Acclaimed Rale historian and author Timothy Snyder's on Freedom is a brilliant exploration of freedom--what it is, how it’s been misunderstood, and why it’s our only chance for survival.

@mekkaokereke
Remember the Epicureans (the philosophers during the fall of Rome):

Good food, with pleasant company.

Make love with great friends.

Enjoy your garden. Wall off and tend your source of happiness and independence (hobbies, especially low cost sustainable ones).

Travel if you can afford it. Be open to new opportunities or relationships, even ones that might involve relocating.

@Urban_Hermit @mekkaokereke There lifestyle included enslaved people, though they were supposedly compassionate, and pitied rather than punished them.
I like the model in Laozi. Of course, I can see how Pol Pot tried to make an agrarian economy.
That's why the path to any worthy system, I think, must be personal first, then collective.
@mekkaokereke Very much this. I wrote some about this on here through a Jewish lens on Wednesday; I can never know the Black experience for myself, but I get the sense that there is more that we share than that separates us, especially in the way that we have adapted to survive in the world around us.

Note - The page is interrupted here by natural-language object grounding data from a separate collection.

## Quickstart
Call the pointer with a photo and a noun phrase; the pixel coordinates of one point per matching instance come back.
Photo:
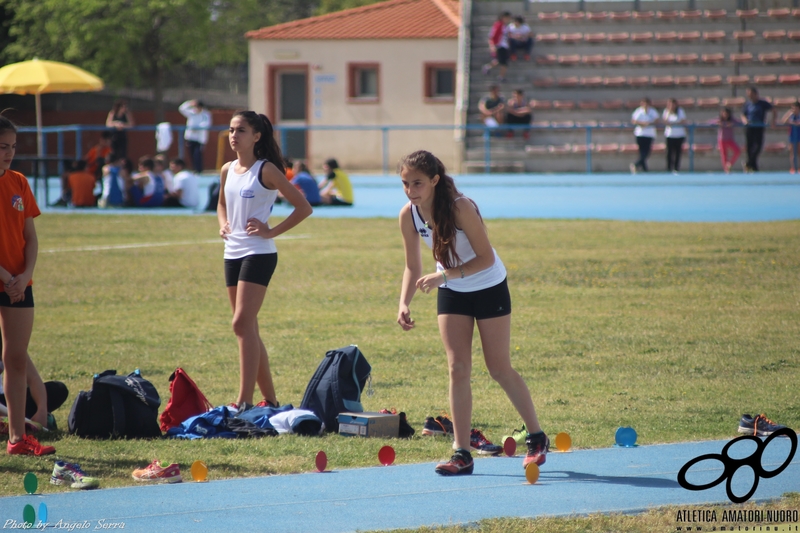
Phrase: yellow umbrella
(38, 76)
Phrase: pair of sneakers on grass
(461, 462)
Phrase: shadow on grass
(647, 482)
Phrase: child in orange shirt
(18, 250)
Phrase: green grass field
(674, 329)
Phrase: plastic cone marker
(532, 473)
(199, 471)
(321, 461)
(386, 455)
(563, 442)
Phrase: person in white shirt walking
(674, 118)
(198, 120)
(644, 118)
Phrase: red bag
(185, 400)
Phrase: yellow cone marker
(563, 442)
(199, 471)
(532, 473)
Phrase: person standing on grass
(472, 288)
(792, 118)
(18, 250)
(248, 189)
(644, 118)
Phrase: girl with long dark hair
(472, 289)
(248, 189)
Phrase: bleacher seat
(597, 16)
(714, 36)
(664, 59)
(779, 13)
(710, 81)
(747, 13)
(547, 38)
(666, 36)
(688, 36)
(612, 104)
(686, 81)
(643, 15)
(765, 79)
(744, 35)
(742, 79)
(733, 101)
(594, 38)
(619, 37)
(770, 57)
(791, 57)
(569, 60)
(591, 81)
(715, 14)
(616, 59)
(713, 58)
(774, 35)
(743, 57)
(640, 59)
(642, 37)
(619, 15)
(615, 81)
(707, 102)
(570, 38)
(594, 59)
(549, 17)
(572, 15)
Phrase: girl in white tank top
(248, 188)
(468, 272)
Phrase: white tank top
(482, 280)
(246, 198)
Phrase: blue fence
(487, 133)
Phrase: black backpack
(116, 407)
(336, 385)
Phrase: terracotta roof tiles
(394, 19)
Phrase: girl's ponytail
(266, 147)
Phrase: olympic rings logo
(732, 465)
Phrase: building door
(291, 109)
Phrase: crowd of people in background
(756, 115)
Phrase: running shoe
(518, 435)
(156, 473)
(70, 473)
(28, 445)
(479, 443)
(537, 443)
(441, 425)
(459, 464)
(760, 426)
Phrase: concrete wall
(401, 101)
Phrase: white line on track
(152, 245)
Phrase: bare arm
(412, 270)
(273, 178)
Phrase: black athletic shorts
(485, 303)
(256, 268)
(5, 301)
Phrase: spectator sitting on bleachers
(499, 46)
(492, 107)
(518, 112)
(520, 38)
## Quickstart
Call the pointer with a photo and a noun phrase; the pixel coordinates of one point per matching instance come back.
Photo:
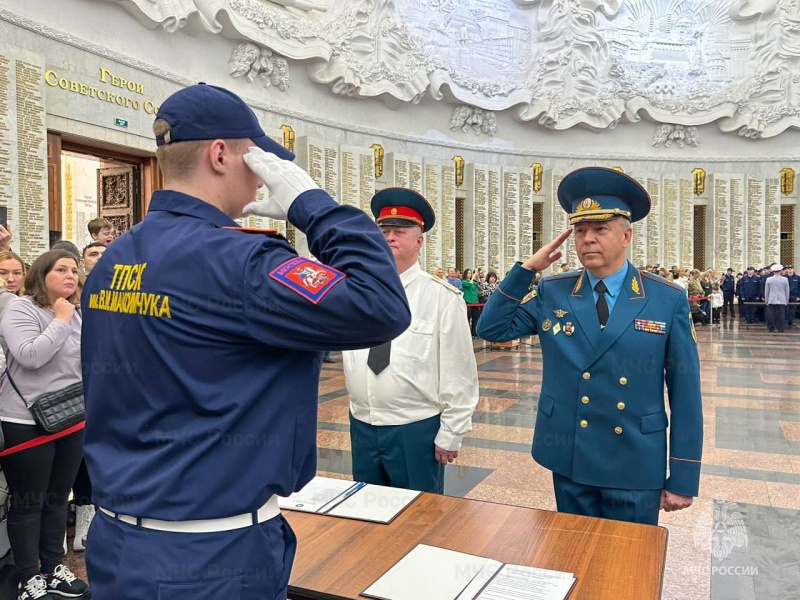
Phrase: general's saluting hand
(547, 254)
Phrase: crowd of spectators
(40, 335)
(713, 296)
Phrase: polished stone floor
(741, 538)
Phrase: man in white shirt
(411, 400)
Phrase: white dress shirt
(432, 369)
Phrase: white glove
(284, 180)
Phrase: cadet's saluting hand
(284, 180)
(547, 254)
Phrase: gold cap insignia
(578, 284)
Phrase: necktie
(378, 358)
(602, 305)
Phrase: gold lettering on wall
(54, 80)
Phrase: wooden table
(339, 558)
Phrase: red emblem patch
(312, 280)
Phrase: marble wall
(110, 66)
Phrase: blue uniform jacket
(727, 284)
(750, 287)
(602, 418)
(794, 287)
(202, 352)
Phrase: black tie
(602, 305)
(378, 358)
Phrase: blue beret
(208, 112)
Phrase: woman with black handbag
(41, 333)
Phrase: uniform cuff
(684, 477)
(448, 441)
(307, 205)
(517, 283)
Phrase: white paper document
(428, 572)
(352, 500)
(316, 494)
(439, 574)
(517, 582)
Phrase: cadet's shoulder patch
(270, 233)
(446, 284)
(312, 280)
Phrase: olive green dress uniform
(602, 421)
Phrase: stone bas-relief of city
(555, 63)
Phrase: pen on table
(353, 490)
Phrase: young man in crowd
(101, 230)
(91, 254)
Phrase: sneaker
(84, 519)
(34, 589)
(63, 584)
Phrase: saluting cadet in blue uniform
(749, 291)
(202, 359)
(794, 294)
(611, 337)
(727, 285)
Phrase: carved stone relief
(250, 61)
(667, 134)
(469, 118)
(558, 63)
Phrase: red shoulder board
(312, 280)
(253, 230)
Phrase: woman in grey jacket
(41, 333)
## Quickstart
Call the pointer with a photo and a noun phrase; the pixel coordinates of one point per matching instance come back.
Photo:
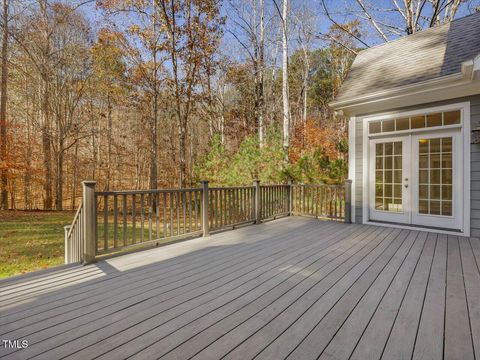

Beyond the Talmudic lens that I took a few days ago, I have also been thinking about this through Rachel Carson's lens that @lindsey taught me a few years ago. Rachel Carson wrote: "Wonder and humility are wholesome emotions, and they do not exist side by side with a lust for destruction." I would add to this, joy: joy in unapologetically being who we are, in community with each other; joy in singing, and dancing, and cheering; and, yes, joyfully fighting for ourselves and for each other when we need to.

May we find joy with each other, and in each other's joy. It's important.
@mekkaokereke This, all day long, for as long as it takes.
@mekkaokereke We have to find who we truly are, & not let anybody define us for us.